Jadi kunjungan John Mattis positif untuk Indonesia agar ada ruang dialog memahami maksud global tersebut.
Menurutnya, AS tengah menyadari bahwa situasi global telah berubah, agenda perang global melawan terorisme yang dimulai hampir 2 dekade lalu kini diubah dengan fokus ke kompetisi great power.
“AS selama ini sibuk dengan terorisme, sementara kekuatan kawasan seperti, China dan Rusia terus melesat,” ungkapnya dalam keterangan tertulisnya, Rabu (23/1/2018).
Pergeseran ini, menurut Arya, akan memerlukan militer yang “lebih mematikan, tangguh, dan cepat berinovasi” Artinya, AS hendak memperoleh kembali hegemoni negara nya atas pesaing-pesaing nya tersebut dan musuh-musuh yang berada satu kasta di bawahnya, seperti Iran dan Korea Utara.
Jadi menurutnya, kunjungan Menhan AS ke Indonesia dibutuhkan AS sebagai tindak lanjut prospek kerjasama militer untuk menyelaraskan dengan Strategi Keamanan Nasional Gedung Putih.

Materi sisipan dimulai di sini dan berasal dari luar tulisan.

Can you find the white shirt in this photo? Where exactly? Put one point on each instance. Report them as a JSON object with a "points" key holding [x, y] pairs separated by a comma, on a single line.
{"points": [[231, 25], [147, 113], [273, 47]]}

Sementara bagi Indonesia sebagai Salah satu negara besar Indo-Pasifik perlu mencermati bagaimana keselarasannya dengan prinsip politik luar negeri bebas aktif”.
“Persepsi ancaman dunia ala US era pemerintahan Trump akan berfokus lebih jauh untuk bereaksi terhadap ancaman tersebut, dan jauh lebih mengurangi apa yang menjadi fokus dari para pemimpin US sebelumnya, misalnya Terorisme, Al Qaeda, ISIS, dlsb,” tandasnya.
Arya yang merupakan WNI pertama penerima Doktor Hubungan Internasional dari kampus Turki, mengatakan “AS nampaknya mewaspadai kenyataan dunia yang sedang berubah, bahwa secara geopolitik musuh utama mereka bukanlah yang mereka kerap sebut Terorisme Islam, namun aktor negara seperti China dan Rusia”
Dalam pandangan Arya, kunjungan Menhan AS ini bermakna Indonesia diposisikan AS dalam tiga hal: “1) sebagai negara penting lingkungan strategis kawasan Indo-Pasifik, 2) memperkuat bilateral dalam konteks penghormatan terhadap polugri Indonesia yang bebas aktif, dan 3) memperkuat potensi kelanjutan ragam kerjasama teknologi pengembangan dan pembelian senjata.”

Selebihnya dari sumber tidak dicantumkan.